A Look Towards the Future
In the future, the administrator sees that Profiler will have an impact all the way through to the business units, which are facing additional regulatory requirements and a need for greater transparency. In his mind, everything gets more acute. Business managers and the IT managers that support them need a cleaner, better understanding of the data. They need greater reporting accuracy and the ability to control risk. Toolsets will need to understand the life of the data. Longer term, this user believes that there will eventually be an OS that monitors metadata, that understand the data, the files, and the directories.
In the meantime, users need tools, such as Profiler, to manage their storage and their data. During these difficult economic times, it is tempting to prune data, since you don’t have to store or manage what you don’t have. But in his words, “You have to know how to prune. You don’t prune with a machete.”

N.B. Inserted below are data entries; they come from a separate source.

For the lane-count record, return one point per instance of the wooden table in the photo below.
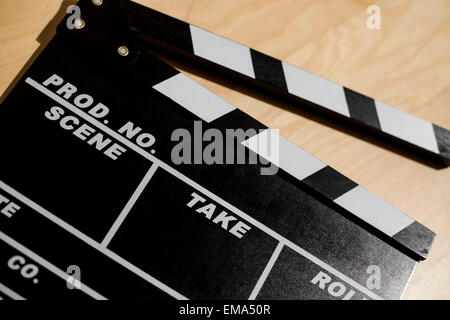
(405, 64)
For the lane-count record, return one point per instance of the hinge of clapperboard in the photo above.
(112, 26)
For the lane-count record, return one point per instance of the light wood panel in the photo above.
(405, 64)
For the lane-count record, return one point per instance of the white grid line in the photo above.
(91, 242)
(10, 293)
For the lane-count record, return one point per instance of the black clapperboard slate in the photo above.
(79, 190)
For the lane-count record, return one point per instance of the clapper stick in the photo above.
(288, 80)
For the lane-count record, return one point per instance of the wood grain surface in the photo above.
(405, 64)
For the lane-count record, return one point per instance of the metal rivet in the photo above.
(79, 23)
(123, 51)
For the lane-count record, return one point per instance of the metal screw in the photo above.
(123, 51)
(79, 23)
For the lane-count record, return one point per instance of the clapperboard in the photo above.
(93, 205)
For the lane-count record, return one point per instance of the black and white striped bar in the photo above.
(306, 168)
(289, 80)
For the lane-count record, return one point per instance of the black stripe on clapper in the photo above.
(330, 183)
(268, 70)
(443, 140)
(362, 108)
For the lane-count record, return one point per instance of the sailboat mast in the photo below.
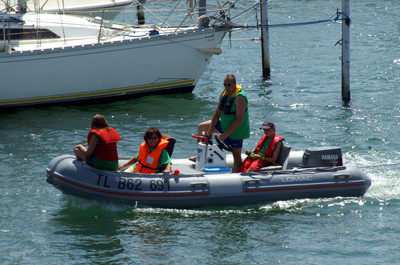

Action Item: Implement easy-to-install reporting and monitoring tools to analyze storage capacity, utilization, and performance. Ensure that tools provide visibility, not only to storage infrastructure, but also both top-down and drill-down views from servers, through the network, to the storage and the data. Ultimately storage is not about disk, it’s about data. Different data requires different storage and different policies. Leverage centralized monitoring and reporting tools, rather than user controls, as a more cost-effective way to enforce data policies.